Another important finding was that switching from cars or public transport to e-bikes significantly increased physical activity. People who made this change gained about 550 to 800 MET minutes per week. In contrast, those who switched from regular bikes to e-bikes saw a smaller reduction in their activity, losing only around 200 MET minutes per week. This shows that e-bikes are especially beneficial for people who might otherwise be driving or taking the bus, as they still get the exercise they wouldn’t have had before.
For people with long commutes, e-bikes seem to be a practical solution. They allow riders to cover greater distances than they might with a regular bike, without getting as tired. This makes them an attractive option for individuals who might not consider cycling due to the physical strain of long rides.

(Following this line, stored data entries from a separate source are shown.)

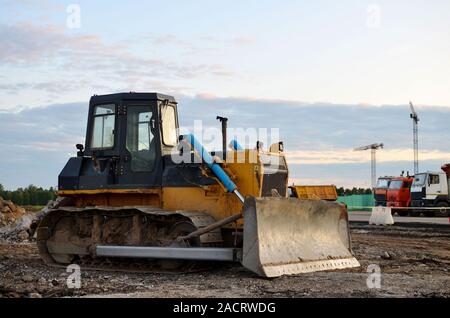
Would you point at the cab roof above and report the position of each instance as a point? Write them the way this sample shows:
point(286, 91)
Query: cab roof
point(132, 95)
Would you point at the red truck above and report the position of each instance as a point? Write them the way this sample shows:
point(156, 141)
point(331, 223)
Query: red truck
point(380, 190)
point(399, 194)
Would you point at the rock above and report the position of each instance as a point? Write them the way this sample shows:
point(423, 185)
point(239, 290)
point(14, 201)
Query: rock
point(27, 278)
point(387, 255)
point(23, 235)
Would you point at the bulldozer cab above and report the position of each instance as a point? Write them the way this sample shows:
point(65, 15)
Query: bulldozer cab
point(126, 138)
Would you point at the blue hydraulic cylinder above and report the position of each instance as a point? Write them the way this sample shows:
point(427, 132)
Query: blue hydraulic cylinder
point(235, 145)
point(208, 159)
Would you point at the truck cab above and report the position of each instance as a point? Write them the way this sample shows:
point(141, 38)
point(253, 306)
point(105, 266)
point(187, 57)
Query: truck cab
point(380, 191)
point(431, 189)
point(398, 194)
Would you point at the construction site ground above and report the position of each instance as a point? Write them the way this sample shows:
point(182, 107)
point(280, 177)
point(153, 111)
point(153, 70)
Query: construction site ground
point(414, 261)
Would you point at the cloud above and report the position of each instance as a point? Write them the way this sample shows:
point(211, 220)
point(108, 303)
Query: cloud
point(345, 156)
point(55, 63)
point(319, 139)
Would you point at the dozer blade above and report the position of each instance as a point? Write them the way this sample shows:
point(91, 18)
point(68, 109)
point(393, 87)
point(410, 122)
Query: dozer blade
point(286, 236)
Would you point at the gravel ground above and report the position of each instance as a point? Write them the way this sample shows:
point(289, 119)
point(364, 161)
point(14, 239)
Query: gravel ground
point(414, 262)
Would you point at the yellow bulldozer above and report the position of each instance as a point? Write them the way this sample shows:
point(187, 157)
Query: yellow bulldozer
point(137, 191)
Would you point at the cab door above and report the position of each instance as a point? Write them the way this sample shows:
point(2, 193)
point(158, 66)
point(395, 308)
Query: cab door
point(140, 162)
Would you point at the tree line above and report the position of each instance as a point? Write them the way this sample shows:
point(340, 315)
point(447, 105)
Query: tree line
point(30, 195)
point(345, 192)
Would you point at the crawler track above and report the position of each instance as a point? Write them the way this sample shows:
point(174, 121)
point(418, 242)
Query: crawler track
point(69, 235)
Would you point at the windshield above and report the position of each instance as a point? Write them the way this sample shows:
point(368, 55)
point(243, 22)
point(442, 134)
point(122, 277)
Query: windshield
point(419, 179)
point(169, 124)
point(383, 183)
point(103, 130)
point(396, 184)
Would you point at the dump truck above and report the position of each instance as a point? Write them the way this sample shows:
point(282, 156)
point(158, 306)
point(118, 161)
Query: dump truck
point(137, 191)
point(314, 192)
point(431, 190)
point(398, 194)
point(380, 190)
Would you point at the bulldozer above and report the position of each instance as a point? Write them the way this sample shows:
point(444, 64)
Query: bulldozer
point(139, 191)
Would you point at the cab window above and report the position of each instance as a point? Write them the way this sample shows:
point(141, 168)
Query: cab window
point(169, 125)
point(103, 127)
point(434, 179)
point(140, 139)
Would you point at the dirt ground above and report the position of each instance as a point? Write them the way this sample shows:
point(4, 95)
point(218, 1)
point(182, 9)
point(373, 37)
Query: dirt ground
point(414, 262)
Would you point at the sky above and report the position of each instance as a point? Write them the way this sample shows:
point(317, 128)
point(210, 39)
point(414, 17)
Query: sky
point(330, 75)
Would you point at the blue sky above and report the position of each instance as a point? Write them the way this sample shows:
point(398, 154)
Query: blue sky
point(331, 75)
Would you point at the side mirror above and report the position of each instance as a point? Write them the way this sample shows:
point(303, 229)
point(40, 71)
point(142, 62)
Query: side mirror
point(80, 148)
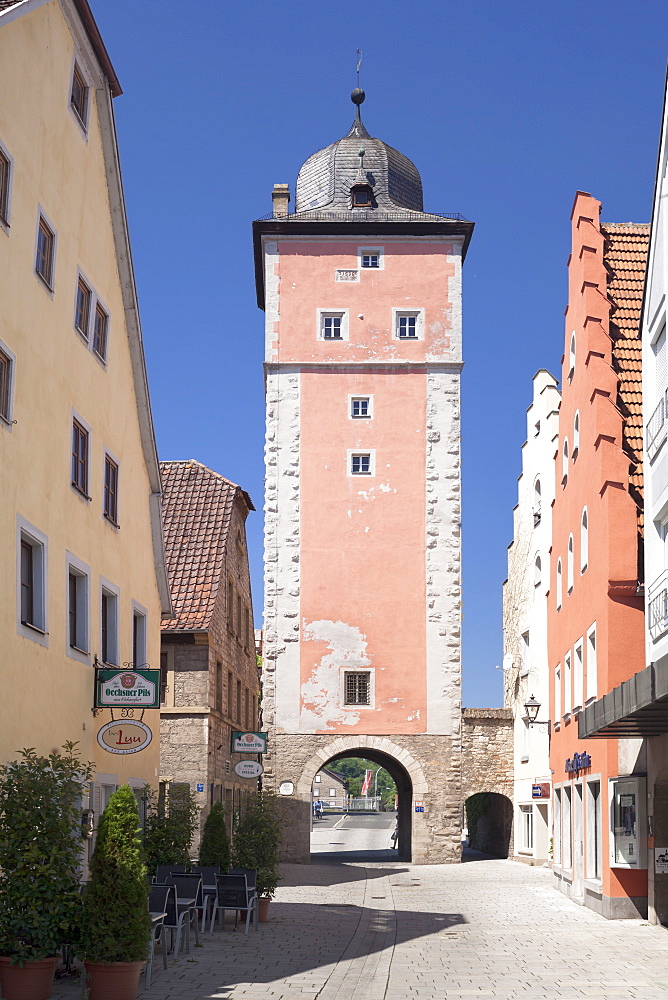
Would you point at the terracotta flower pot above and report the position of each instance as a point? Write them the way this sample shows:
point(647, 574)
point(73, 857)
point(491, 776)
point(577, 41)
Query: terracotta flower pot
point(113, 980)
point(32, 982)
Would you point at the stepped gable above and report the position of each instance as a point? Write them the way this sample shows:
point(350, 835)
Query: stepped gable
point(197, 508)
point(625, 257)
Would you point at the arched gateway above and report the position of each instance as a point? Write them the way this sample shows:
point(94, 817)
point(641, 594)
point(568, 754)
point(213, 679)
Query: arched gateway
point(362, 294)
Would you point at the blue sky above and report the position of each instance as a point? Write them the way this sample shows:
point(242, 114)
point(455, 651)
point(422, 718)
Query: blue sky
point(506, 109)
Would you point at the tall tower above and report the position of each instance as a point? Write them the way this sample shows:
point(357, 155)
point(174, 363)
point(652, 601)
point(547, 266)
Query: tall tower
point(362, 294)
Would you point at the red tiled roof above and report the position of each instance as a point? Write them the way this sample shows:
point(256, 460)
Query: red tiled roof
point(625, 256)
point(197, 507)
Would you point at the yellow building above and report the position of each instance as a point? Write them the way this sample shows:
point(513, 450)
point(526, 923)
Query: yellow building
point(82, 569)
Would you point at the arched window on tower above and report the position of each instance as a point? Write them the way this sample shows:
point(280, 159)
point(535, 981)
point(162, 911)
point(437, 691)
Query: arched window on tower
point(569, 565)
point(571, 356)
point(584, 541)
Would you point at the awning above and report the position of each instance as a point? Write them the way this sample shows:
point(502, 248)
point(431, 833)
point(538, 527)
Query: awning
point(637, 707)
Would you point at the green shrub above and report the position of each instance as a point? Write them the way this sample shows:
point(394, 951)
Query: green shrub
point(215, 846)
point(116, 922)
point(257, 838)
point(40, 846)
point(170, 825)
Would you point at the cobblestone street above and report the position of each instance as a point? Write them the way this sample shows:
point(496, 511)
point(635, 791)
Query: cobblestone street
point(490, 930)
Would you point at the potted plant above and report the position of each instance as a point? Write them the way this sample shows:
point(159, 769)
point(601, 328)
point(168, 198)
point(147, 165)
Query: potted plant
point(40, 845)
point(215, 846)
point(257, 838)
point(116, 925)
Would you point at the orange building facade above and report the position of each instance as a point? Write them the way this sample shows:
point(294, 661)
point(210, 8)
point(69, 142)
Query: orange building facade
point(595, 603)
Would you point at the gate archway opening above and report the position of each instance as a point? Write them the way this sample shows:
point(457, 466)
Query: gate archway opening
point(349, 818)
point(489, 822)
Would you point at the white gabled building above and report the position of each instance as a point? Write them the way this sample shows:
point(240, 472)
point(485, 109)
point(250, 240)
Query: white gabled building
point(525, 662)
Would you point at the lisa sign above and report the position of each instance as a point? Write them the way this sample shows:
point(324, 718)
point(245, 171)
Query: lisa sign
point(248, 769)
point(249, 742)
point(127, 688)
point(127, 736)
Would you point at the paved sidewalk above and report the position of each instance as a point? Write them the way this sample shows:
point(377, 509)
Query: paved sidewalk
point(489, 930)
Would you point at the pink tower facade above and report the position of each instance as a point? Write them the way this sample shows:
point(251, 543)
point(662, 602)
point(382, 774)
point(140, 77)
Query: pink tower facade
point(362, 294)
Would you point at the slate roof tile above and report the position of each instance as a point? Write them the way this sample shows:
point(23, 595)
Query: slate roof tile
point(197, 508)
point(625, 256)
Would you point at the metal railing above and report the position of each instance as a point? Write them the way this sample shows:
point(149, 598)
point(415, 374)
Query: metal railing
point(655, 431)
point(361, 215)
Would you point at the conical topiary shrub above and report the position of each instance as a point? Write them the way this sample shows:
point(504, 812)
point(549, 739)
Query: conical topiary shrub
point(116, 921)
point(215, 846)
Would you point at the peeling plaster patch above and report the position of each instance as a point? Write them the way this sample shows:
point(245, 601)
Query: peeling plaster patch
point(320, 693)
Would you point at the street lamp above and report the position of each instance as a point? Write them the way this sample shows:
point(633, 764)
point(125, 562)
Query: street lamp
point(532, 708)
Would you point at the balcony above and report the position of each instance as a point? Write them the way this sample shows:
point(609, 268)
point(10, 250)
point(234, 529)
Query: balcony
point(657, 427)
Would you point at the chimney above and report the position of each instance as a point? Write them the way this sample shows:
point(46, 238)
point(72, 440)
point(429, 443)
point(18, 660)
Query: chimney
point(281, 199)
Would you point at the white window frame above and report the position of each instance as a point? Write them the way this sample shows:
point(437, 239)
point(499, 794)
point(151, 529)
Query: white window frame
point(8, 421)
point(82, 123)
point(49, 286)
point(418, 313)
point(578, 675)
point(369, 251)
point(141, 611)
point(372, 688)
point(38, 630)
point(81, 571)
point(321, 314)
point(110, 590)
point(591, 673)
point(570, 564)
point(584, 540)
point(356, 397)
point(568, 684)
point(358, 452)
point(5, 223)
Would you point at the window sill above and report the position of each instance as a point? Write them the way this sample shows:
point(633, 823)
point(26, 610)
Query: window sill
point(34, 628)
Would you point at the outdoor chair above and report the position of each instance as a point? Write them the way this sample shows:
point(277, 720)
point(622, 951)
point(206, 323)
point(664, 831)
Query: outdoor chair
point(232, 893)
point(208, 873)
point(189, 887)
point(162, 871)
point(175, 921)
point(157, 903)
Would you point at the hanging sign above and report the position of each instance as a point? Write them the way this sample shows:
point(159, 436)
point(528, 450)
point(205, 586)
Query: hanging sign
point(249, 742)
point(248, 769)
point(127, 688)
point(127, 736)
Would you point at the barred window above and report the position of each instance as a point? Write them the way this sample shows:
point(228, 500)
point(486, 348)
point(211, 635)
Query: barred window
point(357, 687)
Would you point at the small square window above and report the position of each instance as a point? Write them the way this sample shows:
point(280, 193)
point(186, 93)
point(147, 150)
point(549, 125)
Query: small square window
point(82, 308)
point(79, 96)
point(360, 465)
point(45, 247)
point(4, 187)
point(357, 687)
point(331, 327)
point(80, 457)
point(6, 371)
point(100, 332)
point(407, 326)
point(110, 489)
point(360, 406)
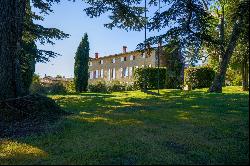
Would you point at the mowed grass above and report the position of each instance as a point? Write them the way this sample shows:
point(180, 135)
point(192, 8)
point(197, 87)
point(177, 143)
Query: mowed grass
point(130, 128)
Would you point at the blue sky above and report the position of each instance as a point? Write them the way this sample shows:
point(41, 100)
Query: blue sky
point(70, 18)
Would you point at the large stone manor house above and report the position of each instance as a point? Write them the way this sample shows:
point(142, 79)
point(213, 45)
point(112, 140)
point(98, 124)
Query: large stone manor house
point(120, 67)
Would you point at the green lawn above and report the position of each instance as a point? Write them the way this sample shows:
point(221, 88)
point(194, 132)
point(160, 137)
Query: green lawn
point(136, 128)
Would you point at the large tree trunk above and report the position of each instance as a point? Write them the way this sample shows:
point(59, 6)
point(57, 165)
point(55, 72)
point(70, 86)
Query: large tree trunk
point(220, 76)
point(245, 73)
point(11, 26)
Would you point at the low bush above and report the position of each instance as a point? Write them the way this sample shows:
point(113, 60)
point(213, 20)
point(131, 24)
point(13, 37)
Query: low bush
point(57, 88)
point(99, 86)
point(199, 77)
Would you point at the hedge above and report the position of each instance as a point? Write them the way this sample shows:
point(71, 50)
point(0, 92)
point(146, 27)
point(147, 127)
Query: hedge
point(199, 77)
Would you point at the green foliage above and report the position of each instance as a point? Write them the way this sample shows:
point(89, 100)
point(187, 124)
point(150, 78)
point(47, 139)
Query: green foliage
point(149, 77)
point(81, 65)
point(114, 86)
point(36, 86)
point(99, 86)
point(233, 78)
point(135, 128)
point(57, 88)
point(199, 77)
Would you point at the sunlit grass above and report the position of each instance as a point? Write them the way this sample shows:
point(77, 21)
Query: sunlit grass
point(177, 127)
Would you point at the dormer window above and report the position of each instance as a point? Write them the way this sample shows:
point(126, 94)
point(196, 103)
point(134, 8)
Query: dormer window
point(101, 62)
point(132, 57)
point(123, 59)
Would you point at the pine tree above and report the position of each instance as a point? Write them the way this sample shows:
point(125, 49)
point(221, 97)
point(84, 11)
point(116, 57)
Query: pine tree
point(81, 65)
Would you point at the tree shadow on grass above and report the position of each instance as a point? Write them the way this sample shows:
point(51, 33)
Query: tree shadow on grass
point(175, 128)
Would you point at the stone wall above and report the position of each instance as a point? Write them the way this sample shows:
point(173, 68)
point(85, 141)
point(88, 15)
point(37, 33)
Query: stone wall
point(103, 66)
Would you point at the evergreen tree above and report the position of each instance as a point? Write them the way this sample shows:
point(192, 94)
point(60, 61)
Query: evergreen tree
point(81, 65)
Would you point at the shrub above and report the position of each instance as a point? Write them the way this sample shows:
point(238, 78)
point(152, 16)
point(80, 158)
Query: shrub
point(116, 86)
point(233, 78)
point(100, 86)
point(37, 88)
point(149, 76)
point(57, 88)
point(199, 77)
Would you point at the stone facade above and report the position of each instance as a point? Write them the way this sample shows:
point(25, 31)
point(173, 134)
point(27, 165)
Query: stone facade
point(119, 67)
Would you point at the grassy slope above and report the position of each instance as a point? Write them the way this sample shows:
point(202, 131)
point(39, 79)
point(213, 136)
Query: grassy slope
point(136, 128)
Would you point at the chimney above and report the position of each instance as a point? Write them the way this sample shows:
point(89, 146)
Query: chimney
point(97, 55)
point(124, 49)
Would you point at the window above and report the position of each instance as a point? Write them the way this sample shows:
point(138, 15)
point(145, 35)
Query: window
point(97, 73)
point(109, 75)
point(91, 75)
point(132, 57)
point(94, 75)
point(101, 62)
point(123, 59)
point(124, 72)
point(113, 73)
point(130, 71)
point(102, 73)
point(143, 55)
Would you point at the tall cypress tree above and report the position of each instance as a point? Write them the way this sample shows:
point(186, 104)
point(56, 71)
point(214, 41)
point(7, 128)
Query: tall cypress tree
point(81, 65)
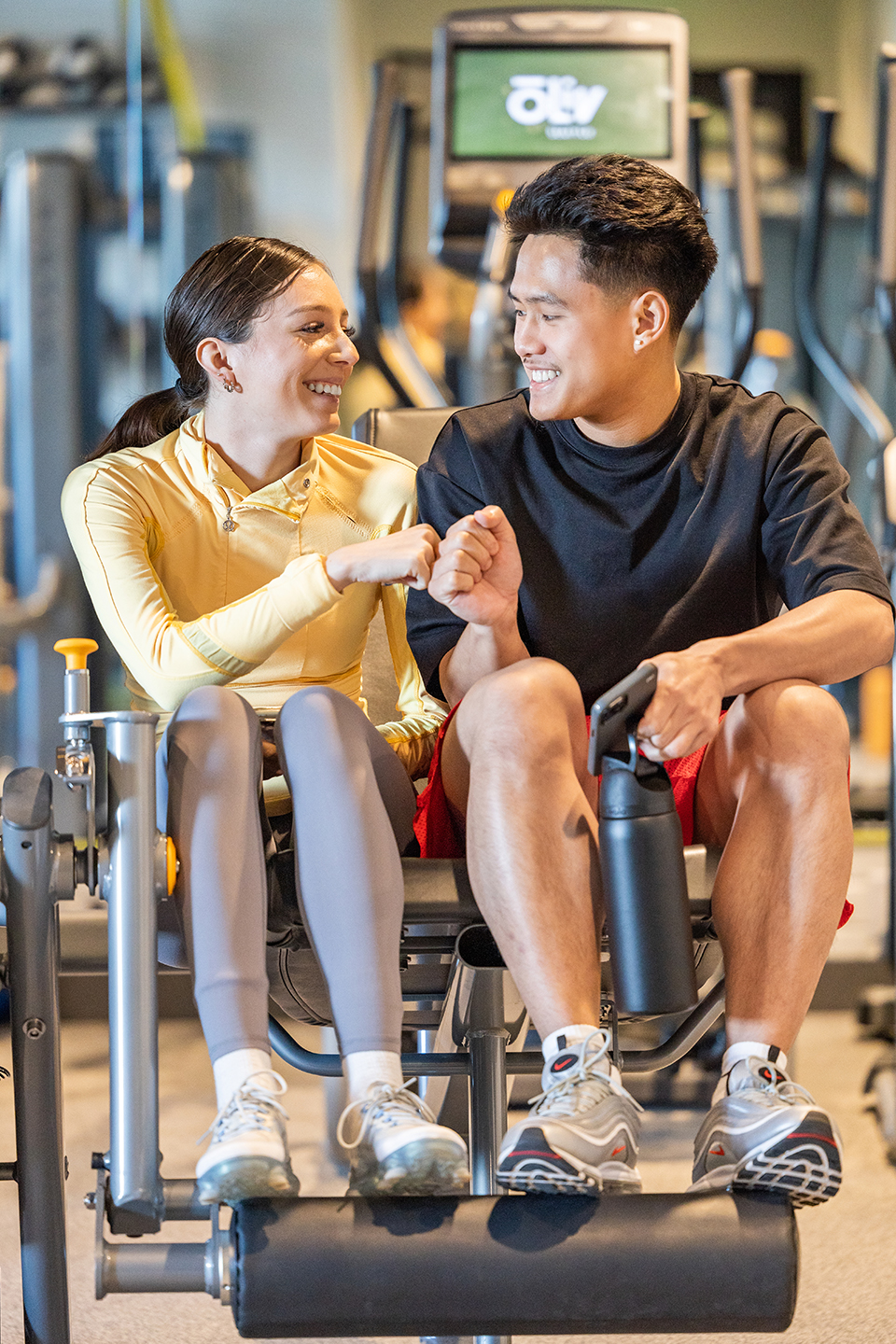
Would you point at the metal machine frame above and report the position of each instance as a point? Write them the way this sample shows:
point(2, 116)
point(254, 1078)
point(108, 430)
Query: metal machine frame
point(76, 828)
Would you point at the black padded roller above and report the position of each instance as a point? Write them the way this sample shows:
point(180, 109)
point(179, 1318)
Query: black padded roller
point(514, 1265)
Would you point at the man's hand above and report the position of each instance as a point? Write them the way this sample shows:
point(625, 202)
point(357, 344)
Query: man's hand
point(479, 570)
point(399, 558)
point(684, 712)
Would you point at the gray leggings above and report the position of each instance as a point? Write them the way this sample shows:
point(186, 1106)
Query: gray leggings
point(352, 805)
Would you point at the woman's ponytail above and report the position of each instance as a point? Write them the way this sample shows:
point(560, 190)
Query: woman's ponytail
point(220, 295)
point(148, 420)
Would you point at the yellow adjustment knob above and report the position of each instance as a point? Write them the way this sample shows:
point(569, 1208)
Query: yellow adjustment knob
point(76, 652)
point(172, 864)
point(503, 201)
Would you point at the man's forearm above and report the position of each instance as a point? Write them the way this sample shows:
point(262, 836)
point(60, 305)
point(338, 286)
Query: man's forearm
point(481, 650)
point(826, 640)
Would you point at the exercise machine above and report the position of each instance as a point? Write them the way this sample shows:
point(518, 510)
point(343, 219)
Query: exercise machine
point(332, 1267)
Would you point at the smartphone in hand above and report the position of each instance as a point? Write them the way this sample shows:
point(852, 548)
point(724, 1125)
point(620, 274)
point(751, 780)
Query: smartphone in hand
point(617, 712)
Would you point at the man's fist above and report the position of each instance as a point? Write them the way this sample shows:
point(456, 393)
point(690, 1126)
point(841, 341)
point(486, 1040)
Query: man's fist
point(479, 570)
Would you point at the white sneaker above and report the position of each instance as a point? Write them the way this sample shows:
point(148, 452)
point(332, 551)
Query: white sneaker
point(581, 1136)
point(399, 1148)
point(767, 1133)
point(247, 1156)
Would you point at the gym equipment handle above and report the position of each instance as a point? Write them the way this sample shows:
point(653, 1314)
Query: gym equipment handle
point(737, 86)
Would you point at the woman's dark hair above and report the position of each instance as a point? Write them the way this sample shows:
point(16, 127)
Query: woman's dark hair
point(637, 226)
point(222, 295)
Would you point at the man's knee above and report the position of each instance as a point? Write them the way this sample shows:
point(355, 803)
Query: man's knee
point(520, 708)
point(791, 726)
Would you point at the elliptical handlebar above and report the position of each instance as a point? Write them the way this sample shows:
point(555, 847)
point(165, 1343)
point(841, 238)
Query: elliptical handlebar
point(809, 250)
point(737, 86)
point(382, 338)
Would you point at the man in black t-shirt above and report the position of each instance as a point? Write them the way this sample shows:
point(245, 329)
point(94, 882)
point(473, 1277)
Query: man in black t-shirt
point(620, 512)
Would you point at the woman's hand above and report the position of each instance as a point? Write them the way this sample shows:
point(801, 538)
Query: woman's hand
point(399, 558)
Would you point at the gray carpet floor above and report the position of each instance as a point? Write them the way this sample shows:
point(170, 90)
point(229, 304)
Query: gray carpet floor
point(847, 1289)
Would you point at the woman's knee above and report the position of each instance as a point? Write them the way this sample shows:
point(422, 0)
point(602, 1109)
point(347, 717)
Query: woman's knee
point(312, 715)
point(214, 718)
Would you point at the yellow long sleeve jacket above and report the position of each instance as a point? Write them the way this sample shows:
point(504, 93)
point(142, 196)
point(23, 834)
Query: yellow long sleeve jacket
point(199, 582)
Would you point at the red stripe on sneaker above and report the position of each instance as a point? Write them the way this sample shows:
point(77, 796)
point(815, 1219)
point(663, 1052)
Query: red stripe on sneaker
point(821, 1139)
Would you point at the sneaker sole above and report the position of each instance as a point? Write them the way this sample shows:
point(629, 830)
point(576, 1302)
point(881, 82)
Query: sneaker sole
point(418, 1169)
point(246, 1178)
point(538, 1167)
point(560, 1173)
point(807, 1175)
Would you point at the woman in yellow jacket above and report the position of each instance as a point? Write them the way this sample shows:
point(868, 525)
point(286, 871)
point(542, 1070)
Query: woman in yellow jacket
point(235, 550)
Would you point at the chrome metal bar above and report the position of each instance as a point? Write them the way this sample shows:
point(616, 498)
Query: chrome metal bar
point(39, 1167)
point(133, 1035)
point(182, 1202)
point(153, 1267)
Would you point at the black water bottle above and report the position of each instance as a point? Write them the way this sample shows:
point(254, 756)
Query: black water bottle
point(645, 889)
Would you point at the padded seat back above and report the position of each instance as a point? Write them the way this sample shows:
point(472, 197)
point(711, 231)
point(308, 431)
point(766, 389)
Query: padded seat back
point(407, 431)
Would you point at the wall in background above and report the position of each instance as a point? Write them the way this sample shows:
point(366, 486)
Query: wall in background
point(277, 67)
point(297, 74)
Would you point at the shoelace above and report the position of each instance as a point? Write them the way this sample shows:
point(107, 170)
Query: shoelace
point(248, 1108)
point(565, 1097)
point(388, 1103)
point(783, 1090)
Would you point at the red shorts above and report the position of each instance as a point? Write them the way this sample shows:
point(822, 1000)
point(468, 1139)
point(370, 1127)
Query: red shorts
point(441, 836)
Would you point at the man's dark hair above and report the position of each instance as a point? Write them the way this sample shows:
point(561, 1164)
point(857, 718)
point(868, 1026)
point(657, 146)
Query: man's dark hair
point(637, 226)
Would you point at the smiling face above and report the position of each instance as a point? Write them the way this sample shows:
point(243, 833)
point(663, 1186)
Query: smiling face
point(575, 341)
point(297, 359)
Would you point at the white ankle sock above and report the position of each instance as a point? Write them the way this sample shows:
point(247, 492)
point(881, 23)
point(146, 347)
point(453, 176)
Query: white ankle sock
point(232, 1070)
point(364, 1068)
point(752, 1050)
point(566, 1038)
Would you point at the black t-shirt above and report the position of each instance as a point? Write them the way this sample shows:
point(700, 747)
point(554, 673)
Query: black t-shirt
point(736, 506)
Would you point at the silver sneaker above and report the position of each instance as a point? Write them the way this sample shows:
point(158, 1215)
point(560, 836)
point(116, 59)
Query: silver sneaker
point(248, 1155)
point(399, 1148)
point(581, 1136)
point(767, 1133)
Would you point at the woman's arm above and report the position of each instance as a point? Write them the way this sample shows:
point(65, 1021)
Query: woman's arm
point(414, 735)
point(110, 537)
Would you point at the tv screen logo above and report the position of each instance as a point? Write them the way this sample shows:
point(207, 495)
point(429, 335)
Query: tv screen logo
point(567, 106)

Although e-bikes may not require as much base physical effort as regular bikes, they still encourage moderate exercise and are particularly helpful for people who would normally rely on cars or public transportation. The study shows that incorporating e-bikes into daily routines can significantly boost physical activity levels, contributing to better health outcomes. This is especially true for older adults or individuals with higher body weight, who may find regular cycling challenging.
E-bikes offer a healthy, sustainable alternative to cars, particularly for people looking to stay active while covering longer distances. The findings of this study suggest that promoting e-bikes in cities could help more people get regular exercise while also reducing car use, ultimately benefiting both individual health and the environment.
One last note: yes, sometimes I miss the quiet solitude of the forest or a long paved climb without the hum of an electric motor. However, if your bike is that quiet, you probably don’t ride much anyway—and let’s not forget, unwanted bike noises are why music was invented!